Wednesday, 12 November 2008

Mental Capacity Act creates impetus for lethal dose assisted suicide

I blogged yesterday about Evan Harris MP and his attempt to mislead people by inventing a false distinction between assisted suicide and the taking of lethal doses by Britons who travelled to the Dignitas centre in Zurich, Switzerland. There are other aspects of Evan Harris's disgraceful speech yesterday which demand commentary. Evan Harris said:

"Each year, a number of terminally ill people resort in desperation to violent and often botched suicides, and a number of people find that they have to refuse food and water to exercise control over their time and manner of death. They use their ability to refuse treatment because the fairest and most humane way of exercising control is not available to them ... I do not have time to go into the case of people who refuse food and water, but again it means a more protracted death than the painless one that is available through assisted dying."

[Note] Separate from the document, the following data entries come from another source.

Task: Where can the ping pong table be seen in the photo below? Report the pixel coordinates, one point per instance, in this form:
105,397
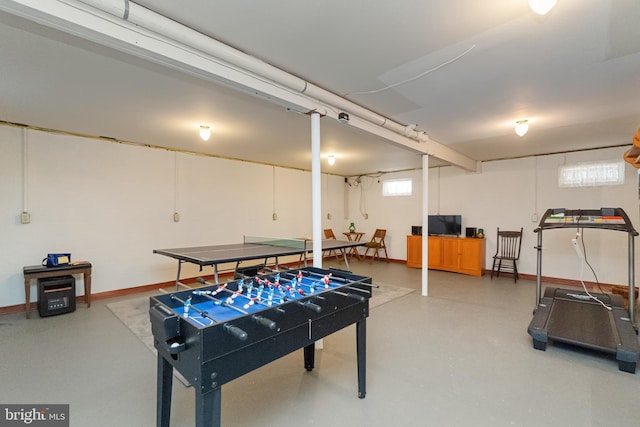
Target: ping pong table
251,248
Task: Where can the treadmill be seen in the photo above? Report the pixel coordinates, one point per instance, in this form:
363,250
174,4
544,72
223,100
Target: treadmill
572,316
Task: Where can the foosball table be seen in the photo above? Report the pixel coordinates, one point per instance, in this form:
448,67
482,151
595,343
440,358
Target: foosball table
219,332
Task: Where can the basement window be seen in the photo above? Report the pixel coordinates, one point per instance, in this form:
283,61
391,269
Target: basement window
591,174
396,187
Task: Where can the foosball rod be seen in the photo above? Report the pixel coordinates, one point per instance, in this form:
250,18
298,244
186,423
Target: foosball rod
256,300
197,310
345,286
219,301
347,281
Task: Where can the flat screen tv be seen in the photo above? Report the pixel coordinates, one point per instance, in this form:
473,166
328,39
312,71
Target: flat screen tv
445,225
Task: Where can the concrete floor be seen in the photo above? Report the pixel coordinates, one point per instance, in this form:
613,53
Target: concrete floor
460,357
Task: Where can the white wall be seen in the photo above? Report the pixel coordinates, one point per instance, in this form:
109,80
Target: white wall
507,194
112,204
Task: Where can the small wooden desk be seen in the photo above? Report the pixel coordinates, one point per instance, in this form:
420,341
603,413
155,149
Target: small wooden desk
39,271
356,236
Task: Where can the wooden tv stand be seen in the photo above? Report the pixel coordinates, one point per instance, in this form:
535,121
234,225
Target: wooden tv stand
464,255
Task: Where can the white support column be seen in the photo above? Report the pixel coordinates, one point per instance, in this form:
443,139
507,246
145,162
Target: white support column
316,190
425,222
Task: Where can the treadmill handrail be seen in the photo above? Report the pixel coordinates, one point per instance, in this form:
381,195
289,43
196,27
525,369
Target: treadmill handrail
590,221
587,218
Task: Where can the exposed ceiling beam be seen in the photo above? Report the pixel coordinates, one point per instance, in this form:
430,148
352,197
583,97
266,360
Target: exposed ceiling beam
133,29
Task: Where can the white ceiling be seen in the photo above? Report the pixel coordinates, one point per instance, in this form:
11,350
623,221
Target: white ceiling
471,69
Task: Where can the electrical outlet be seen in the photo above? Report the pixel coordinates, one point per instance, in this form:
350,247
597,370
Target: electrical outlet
576,246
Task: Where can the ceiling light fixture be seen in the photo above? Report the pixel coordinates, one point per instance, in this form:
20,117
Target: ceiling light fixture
522,126
542,7
205,133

Elsewhere in the debate, Evan Harris said that, because patients have a legal right to refuse medical treatment, they should also have a right to receive assistance to die (i.e. to commit suicide by lethal dose): "The end result is the same, and the wish is the same; it is only the activity or passivity that is different."

SPUC has frequently quoted Dr Helga Kuhse (pictured), the utilitarian bioethicist, who as then-president of the World Federation of Right to Die Societies, said in 1984:

"If we can get people to accept the removal of all treatment and care--especially the removal of food and fluids--they will see what a painful way this is to die and then, in the patient's best interests, they will accept the lethal injection".

SPUC has also warned that the Mental Capacity Act 2005, which in certain circumstances gives legal force to killings by denial of food and fluids, will lead to calls for killings by lethal dose.

Lord Joffe has said recently that he will re-introduce his bill to decriminalise assisted suicide by lethal dose, which after several attempts was rejected by the House of Lords in 2006.

It is particularly to be lamented that the spokesman for the Conservative party in yesterday's adjournment debate, Edward Garnier, said:

"The present state of affairs is increasingly under attack, but no statutory answer to the problem has been found. ... [F]rom my party’s point of view it is a question with which we shall have to come to grips, if not today then over the next few years."

As I have warned before, pro-lifers should not put their faith in a future Conservative government on pro-life matters.